Just got back from a trip to Grayson Highlands that got cut short because a couple of us exceeded our limits. (Trails that weren't running water were sheet ice or snow-covered - only took 18 pictures over 2+ days because we were busy trying not to fall. Forded a couple of rushing knee-deep creeks, and got pounded by wind one night. After falling a couple of times, the other guys I was with and I decided discretion might be the better part of valor, and cut the trip short. However, it was nice to know that I do have at least a modicum of the mental resilience that was the topic of another thread.)

I didn't "enjoy" myself on this trip - the details of the hike took up all the time and attention. However, on the drive home, talking to the other member of our hiking group that's about the same age, job, etc. as me, I did manage to define what I want the rest of my backpacking life to look like - and that's something I've struggled with for the last couple of years.

I'm in my early 60's, still active in my profession, and have fairly significant demands on my time from family (not so much kids as elderly parents, and wanting to spend time with my wife doing things), employees, clients, and friends. These keep me from chasing after the skills and conditioning I need if I want to take really challenging trips. Those other demands are also making it increasingly harder to get 4 or 5 days off to go backpacking; if I can get away that long, I want to visit my grandkids or do something with my wife. I'm not complaining about those other demands; I willingly accept them and, for the most part, enjoy them, too.

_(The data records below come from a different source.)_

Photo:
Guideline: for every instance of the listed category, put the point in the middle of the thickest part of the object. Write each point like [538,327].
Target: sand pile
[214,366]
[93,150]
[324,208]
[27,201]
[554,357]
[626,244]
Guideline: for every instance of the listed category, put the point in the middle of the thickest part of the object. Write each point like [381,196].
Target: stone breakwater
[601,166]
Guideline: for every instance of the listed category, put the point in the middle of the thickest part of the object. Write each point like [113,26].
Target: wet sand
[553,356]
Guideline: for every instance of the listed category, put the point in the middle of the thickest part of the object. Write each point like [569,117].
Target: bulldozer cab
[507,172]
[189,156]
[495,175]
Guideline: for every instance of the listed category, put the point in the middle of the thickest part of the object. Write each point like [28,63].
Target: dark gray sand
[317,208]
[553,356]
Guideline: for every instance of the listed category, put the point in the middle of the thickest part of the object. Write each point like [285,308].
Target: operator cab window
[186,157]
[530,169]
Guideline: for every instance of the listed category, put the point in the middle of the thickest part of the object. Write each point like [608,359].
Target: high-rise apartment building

But, in seeking a balance in my life, I've now concluded that what I want out of backpacking, over the next 20 or so years I might have left to participate, is not adventure. I want stress relief and, for want of a better word, "fun"; high adventure is not what I'm looking for just now. Backpacking will, for me, now be a recreational hobby rather than a chance to grow and change (and it has made me and my life different than it would have been otherwise.) I've come to peace with the fact that, for me, there will be no more trips to the AT (at least not mountain trips); they are beyond what I can keep myself in condition for. My trips will be easy hikes and pleasant camps in southern Ohio, southern Indiana, and south central Kentucky. Places like the Red River Gorge, Mammoth Cave, Zaleski, Hoosier NF, the Knobstone Trail, the Twin Valley Trail (Dayton, Ohio) and a variety of state parks that offer backpack camping give me a host of places to explore and relax.

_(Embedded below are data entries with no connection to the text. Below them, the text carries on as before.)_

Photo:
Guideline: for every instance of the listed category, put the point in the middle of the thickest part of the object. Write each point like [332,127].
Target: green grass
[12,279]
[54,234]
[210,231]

There will continue to be a lot of interaction with new hikers, but I'll be more of a "basic training" instructor than a "tech school" resource. As I told my AT-thru-hiker friend as we hiked out Saturday, I see my job as helping people learn to be comfortable and competent enough in the woods to send them along to guys like him to become true backpacking fanatics. And, based on a quick overnight trip I did a few weeks ago with such a group, I find that I enjoy that role a lot.

After bailing on the trip, I thought I'd be very upset with myself, but I found that I've actually felt like a pressure was removed: I no longer feel the need to say "Yes" to a Big Trip. I now can take the trips I want to take, and the trips I can have fun with and relax along the way.

Come to think of it, that's not a bad lesson to learn from a busted trip.